Question sur l’Eglise et les comportements moraux exemplaires
- « Si l’Evangile n’était q’une Morale, ce serait inhumain ! L’Eglise est composée d’hommes comme vous et moi et on est quelque part tous un peu tordus. L’Eglise, avec ses limites et ses faiblesses, c’est le moyen que Dieu a choisi pour faire vivre le Salut ! ».
 
Compte-rendu : Yannis Christophe GARCIA

Des questions de toutes nature auxquelles l'Evêque d'Ajaccio a répondu clairement, ont été posées par le public venu nombreux. (Photo: Yannis Christophe Garcia)
Des questions de toutes nature auxquelles l'Evêque d'Ajaccio a répondu clairement, ont été posées par le public venu nombreux. (Photo: Yannis Christophe Garcia)
3 QUESTIONS A : Monseigneur Olivier de Germay, évêque d’Ajaccio pour la Corse
 
- CNI : Monseigneur, au terme de cette conférence, quel regard portez-vous sur son déroulement ? Etes vous satisfait ?
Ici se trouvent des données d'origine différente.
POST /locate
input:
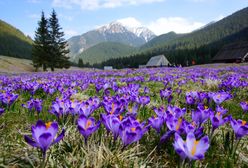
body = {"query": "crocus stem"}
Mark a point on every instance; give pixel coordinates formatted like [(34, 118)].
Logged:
[(43, 164), (235, 149)]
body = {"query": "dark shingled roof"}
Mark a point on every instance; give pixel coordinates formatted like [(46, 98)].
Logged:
[(234, 51), (158, 61)]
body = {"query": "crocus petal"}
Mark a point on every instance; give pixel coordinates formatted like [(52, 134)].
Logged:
[(61, 136), (30, 141), (45, 140)]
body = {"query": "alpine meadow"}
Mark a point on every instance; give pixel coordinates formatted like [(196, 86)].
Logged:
[(124, 84)]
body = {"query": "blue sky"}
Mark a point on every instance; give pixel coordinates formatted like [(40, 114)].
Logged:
[(79, 16)]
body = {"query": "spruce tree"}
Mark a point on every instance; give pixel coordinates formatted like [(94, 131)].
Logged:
[(41, 45), (58, 49)]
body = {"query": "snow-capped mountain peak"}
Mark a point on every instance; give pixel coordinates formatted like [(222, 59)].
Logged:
[(143, 32), (113, 27), (117, 27)]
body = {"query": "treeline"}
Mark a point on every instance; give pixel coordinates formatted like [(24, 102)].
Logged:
[(13, 42), (50, 47)]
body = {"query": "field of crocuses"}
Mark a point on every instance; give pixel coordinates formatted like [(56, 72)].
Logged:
[(163, 117)]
- O.D.G : Oui, absolument ! Je suis très satisfait du déroulement de cette conférence et des échanges qui ont eu lieu ce soir. Je suis d’autant plus satisfait qu’il y avait beaucoup de monde et que le débat s’est déroulé sereinement, sans aucun incident. On a abordé beaucoup de thèmes, et c’était je pense important que l’on puisse évoquer ce sujet de société ensemble. C’est pourquoi je vais également organiser rapidement une conférence similaire à Bastia et Porto-Vecchio.
 
- CNI : On a certes évoqué beaucoup de choses. Aurait-on pu en aborder davantage ?
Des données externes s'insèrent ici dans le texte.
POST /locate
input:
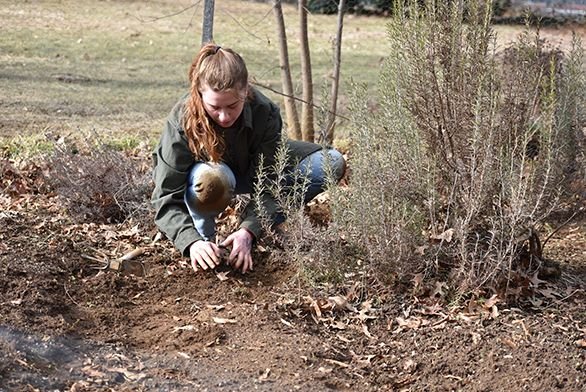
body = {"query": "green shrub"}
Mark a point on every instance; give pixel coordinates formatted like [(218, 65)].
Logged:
[(462, 156)]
- O.D.G : « On peut toujours faire plus mais en fonction du temps imparti, je trouve que l’on a parlé des thèmes essentiels. Des thèmes qui concernent les gens et la vie de la Cité.
 
- CNI : Monseigneur, projetons nous légèrement dans l’avenir et évoquons l’hypothèse que ce texte de loi finisse par être voté et mis en application. Comment réagira l’Eglise selon vous concrètement ? Pourrait-on envisager possibles des manifestations de prêtres, des actions de protestation ? En un mot, l’Eglise pourrait-elle entrer en résistance ?
- O.D.G : (sourire) « Non. Nous sommes dans une démocratie. L’Eglise respecte la démocratie et l’expression de la démocratie. L’Eglise ne rentrera pas en résistance, elle prendra acte de cette éventuelle décision si elle est prise, c’est tout ».
 
Interview réalisée par : Yannis Christophe GARCIA
 

Simone Guerrini, conseillère municipale était présente dans le public pour assister à la conférence de l'évêque d'Ajaccio. (Photo: Yannis Christophe Garcia)
Simone Guerrini, conseillère municipale était présente dans le public pour assister à la conférence de l'évêque d'Ajaccio. (Photo: Yannis Christophe Garcia)




1.Posté par Ortali le 22/11/2012 06:50
Un enfant doit pouvoir dire papa maman; donc pas de mariage entre un couple du même sexe que je respecte.
Cependant il vaut mieux que l'enfant soit élevé par ces couples que par un père une mère capable de lui enlever la vie.